The new immigration ban is directly impacting many people, including a Greenfield, Massachusetts resident who was looking forward to a visit from her parents.
Iranian-born Vida Tayebati was looking forward to seeing her parents for the first time in two years, but with a stroke of a pen a week ago President Donald Trump effectively canceled the family reunion and instilled fear about the future.
" The life we have started now is in limbo and we don't know what is going to happen," said Tayebati, 29.
Her parents followed a lengthy process to get permission to visit her including a trip to a U.S. embassy in Turkey for an interview.

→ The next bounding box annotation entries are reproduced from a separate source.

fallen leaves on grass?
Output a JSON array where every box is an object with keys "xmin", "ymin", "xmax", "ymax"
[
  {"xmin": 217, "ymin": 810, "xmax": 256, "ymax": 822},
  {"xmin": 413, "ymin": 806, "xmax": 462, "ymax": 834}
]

They received visas two weeks before the president signed the executive order halting all travel to the United States from Iran and six other Muslim-majority countries for 90 days.
"You have this hope of seeing your family and overnight it was taken away," Tayebati said in interview Thursday.
Unless the immigration ban is lifted, her parents’ visas will expire by the time the moratorium on travel is scheduled to end.
"They are also shocked and deeply hurt," she said. " I think they still have a bit of hope that it will change."
After getting a bachelor’s degree at a university in Iran, Tayebati came to the U.S. about four years ago and earned an MFA in theater at a school in California. She formed a theater company with a classmate from Denmark and one from Gill, Ma.
Like many in her generation who were born after Iran’s Islamic Revolution, she said she was attracted to the United States because of its diversity and promise of individual freedoms.
" I am constantly thinking about thousands of people who are in pain and shock because so many Iranians came to the U.S. and settled in the U.S. after being rejected by the Iranian government. Now they can not go home," said Tayebati. " For me, I feel like I lost my second home."
For now Tayebati must remain in the United States. She can’t even risk traveling to Canada, where she has a sister. In October, she will try to extend her visa, if she can.
She said she is encouraged by the large rallies opposing the immigration ban and hopes the ACLU and other attorneys can get it overturned.
" I am faithful about that," said Tayebati.